Я не устоял перед ее смехом и алжирским выговором и уступил.
– Пойдем, я познакомлю тебя с тетей Фортюне!
Жермена никогда не говорила мне о своей тете, которая выступала истицей на процессе. Трое ее детей жили в Изьё, когда туда нагрянули Барби и его люди.
Отцу я сказал по телефону всё как есть. Никакого пропуска, никаких привилегий. Хочет присутствовать, пусть становится в очередь при входе, как все. Он попробовал возразить:
– Но я читал, что бывает какая-то оранжевая карточка. Такая штука, ее вешают на шею…
– Аккредитация для прессы?
– Да-да. С твоими связями ее легко достать?
Я объяснил ему, как работают судебные репортеры, сколько мест зарезервировано для них в зале и как трудно туда попасть. Он выслушал молча и недоверчиво.
Но несколько рядов за прессой отведено для публики, и надо приходить пораньше. Заседания будут проходить во второй половине дня. Процесс начнется в понедельник 11 мая. Пусть не забудет взять с собой паспорт, а портфель брать не стоит, – он повсюду таскал с собой этот канцелярский причиндал, чтобы прохожие думали, будто он идет на работу.
Отец два раза мне перезвонил. Первый раз – чтобы спросить, обязательно ли надевать галстук. Странный вопрос. Интересно, а 18 августа 1945 года на скамье подсудимых в Лилльском суде он был при галстуке?
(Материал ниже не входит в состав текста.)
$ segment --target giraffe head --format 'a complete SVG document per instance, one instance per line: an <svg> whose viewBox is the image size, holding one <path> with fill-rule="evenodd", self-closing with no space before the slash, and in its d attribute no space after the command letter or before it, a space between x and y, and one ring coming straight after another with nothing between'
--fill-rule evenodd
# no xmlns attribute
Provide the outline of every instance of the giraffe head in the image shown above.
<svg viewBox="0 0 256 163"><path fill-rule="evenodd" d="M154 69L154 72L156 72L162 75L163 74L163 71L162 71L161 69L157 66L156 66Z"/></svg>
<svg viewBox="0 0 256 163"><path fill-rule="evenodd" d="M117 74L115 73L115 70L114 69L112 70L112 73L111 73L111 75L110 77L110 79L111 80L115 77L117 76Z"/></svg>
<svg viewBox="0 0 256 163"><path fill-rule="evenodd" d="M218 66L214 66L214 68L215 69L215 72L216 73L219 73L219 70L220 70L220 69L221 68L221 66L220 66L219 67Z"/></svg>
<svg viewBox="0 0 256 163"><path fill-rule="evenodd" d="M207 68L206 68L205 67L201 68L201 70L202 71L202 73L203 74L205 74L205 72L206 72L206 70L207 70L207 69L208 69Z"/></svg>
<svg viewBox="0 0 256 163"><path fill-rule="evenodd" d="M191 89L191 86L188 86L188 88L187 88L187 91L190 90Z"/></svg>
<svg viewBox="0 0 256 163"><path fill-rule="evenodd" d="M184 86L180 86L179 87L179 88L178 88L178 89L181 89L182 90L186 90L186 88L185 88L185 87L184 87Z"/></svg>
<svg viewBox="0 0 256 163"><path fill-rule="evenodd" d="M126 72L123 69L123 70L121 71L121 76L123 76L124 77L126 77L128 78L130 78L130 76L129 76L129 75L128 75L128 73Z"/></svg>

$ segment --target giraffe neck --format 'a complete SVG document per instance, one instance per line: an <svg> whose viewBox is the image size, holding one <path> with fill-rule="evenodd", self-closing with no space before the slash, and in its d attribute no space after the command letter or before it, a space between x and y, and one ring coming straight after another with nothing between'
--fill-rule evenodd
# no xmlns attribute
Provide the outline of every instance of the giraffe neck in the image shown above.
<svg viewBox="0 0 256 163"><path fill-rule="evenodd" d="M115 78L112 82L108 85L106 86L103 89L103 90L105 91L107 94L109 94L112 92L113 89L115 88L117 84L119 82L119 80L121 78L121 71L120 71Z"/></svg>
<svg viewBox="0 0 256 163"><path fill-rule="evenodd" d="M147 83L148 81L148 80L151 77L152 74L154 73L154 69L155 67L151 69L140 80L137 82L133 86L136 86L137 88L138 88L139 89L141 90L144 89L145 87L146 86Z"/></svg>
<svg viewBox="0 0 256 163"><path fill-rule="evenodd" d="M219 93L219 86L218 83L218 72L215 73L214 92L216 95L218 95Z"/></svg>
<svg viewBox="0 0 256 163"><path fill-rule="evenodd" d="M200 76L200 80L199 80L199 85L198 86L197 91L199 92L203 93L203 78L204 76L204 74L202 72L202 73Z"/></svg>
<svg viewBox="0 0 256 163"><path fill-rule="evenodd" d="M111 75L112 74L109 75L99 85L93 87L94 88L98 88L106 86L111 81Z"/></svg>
Во второй раз он предложил мне пообедать вместе в первый день процесса, перед началом заседания. Я отказался. Соврал, что у меня телефонное совещание с редакцией – уточнение последних деталей. Мне не хотелось, чтобы он примазался ко мне и попытался пройти по моему оранжевому пропуску.
– Тогда встретимся там, внутри?
Вот правильно. Внутри.
– Но поговорить-то мы сможем?
После заседания? Пожалуйста. Если он хочет.
Я – не особенно.
После того как я нашел отцовские судебные документы, меня даже голос его раздражал. Каждое слово казалось лживым. Мы с ним не виделись два месяца, и я не знал, какой у него теперь взгляд. В марте я расстался с побежденным солдатом. А в мае снова встречусь с презренным вруном. У меня кулаки сжимались от злости. Но надо держать себя в руках. Судить будут не отца, а Клауса Барби. Надо сосредоточиться на стеклянном боксе подсудимого, а не на стуле в задних рядах. Я должен слышать только голоса жертв.